Задним умом все крепки. Весной 1949 года я ничего не понимал. Теперь, когда мы кое-что знаем, мне кажется, что Сталин умел многое маскировать. А. Фадеев говорил мне, что кампания против «группы антипатриотических критиков» была начата по указанию Сталина. А месяц или полтора спустя Сталин собрал редакторов и сказал: «Товарищи, раскрытие литературных псевдонимов недопустимо – это пахнет антисемитизмом…»

Несколько лет спустя один журналист в Израиле выступил с сенсационным и разоблачениями. Он утверждал, что, находясь в тюрьме, встретил поэта Фефера, который будто бы ему сказал, что я повинен в расправе с еврейскими писателями. Клевету подхватили некоторые газеты Запада. У них был один довод: «Выжил, значит, предатель».

Никогда в своей жизни я не считал молчание добродетелью, и, рассказывая в этой книге о себе, о моих друзьях, я признался, как трудно нам было порой молчать.

Когда я оглядываюсь назад, 1952 год мне кажется очень длинным и в то же время тусклым; вероятно это связано с тем, как я тогда жил.

Тридцатого января газеты привезли в полдень. Я нехотя развернул "Правду". "К новому подъёму нефтяной промышленности". "Упадок внешней торговли Франции". Вдруг на последней странице я увидел: "Арест группы врачей-вредителей". ТАСС сообщал, что арестована группа врачей, которые повинны в смерти Жданова и Щербакова. Они сознались, что собирались убить маршалов Василевского, Говорова, Конева и других. В газете было сказано, что большинство арестованных – агенты "международной еврейской буржуазно-националистической организации "Джойнт", которые получали указание через врача Шимелиовича и "еврейского буржуазного националиста Михоэлса". В списке арестованных были известные медики – трое русских, шесть евреев.

В глазах миллионов читателей я был писателем, который мог пойти к Сталину, сказать ему, что я в том-то с ним не согласен. На самом деле я был таким же "колёсиком", "винтиком", как мои читатели. Я попробовал запротестовать. Решило дело не моё письмо, а судьба.
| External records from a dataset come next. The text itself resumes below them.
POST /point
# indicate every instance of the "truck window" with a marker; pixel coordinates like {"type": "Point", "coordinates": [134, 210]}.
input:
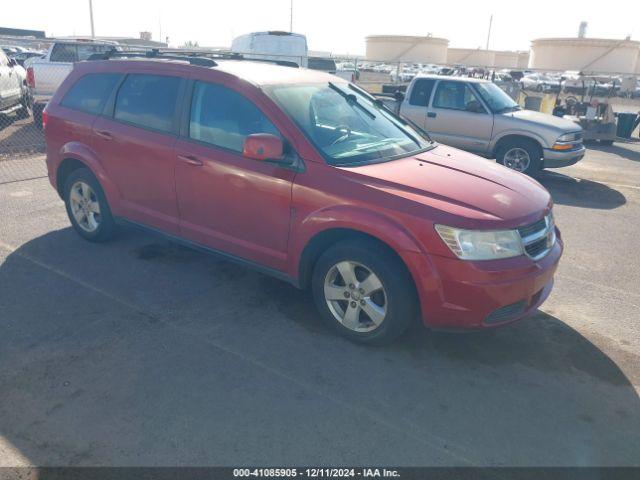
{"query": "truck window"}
{"type": "Point", "coordinates": [72, 52]}
{"type": "Point", "coordinates": [148, 101]}
{"type": "Point", "coordinates": [222, 117]}
{"type": "Point", "coordinates": [90, 93]}
{"type": "Point", "coordinates": [453, 95]}
{"type": "Point", "coordinates": [421, 92]}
Кончу признанием: я ненавижу равнодушие, занавески на окнах, жёсткость и жестокость отъединения.

Критиковали, да и будут критиковать не столько мою книгу, сколько мою жизнь. Но начать жизнь сызнова я не могу. Я не собирался никого поучать, не ставил себя в пример. Я слишком часто говорили о своём легкомыслии, признавался в своих ошибках, чтобы взяться за амплуа старого резонёра. Притом я сам с охотой послушал бы мудреца, способного дать ответ на многие вопросы, которые продолжают меня мучить. Мне хотелось рассказать о прожитой жизни, о людях, которых я встретил: это может помочь некоторым читателям кое над чем задуматься, кое-что понять.

Перечитывая «Люди, годы, жизнь», переживал вместе с Эренбургом, не мог не поделиться с людьми: Эренбург по Эренбургу. Сорок лет со дня смерти этого великого писателя. С уважением: Штаркман Анатолий.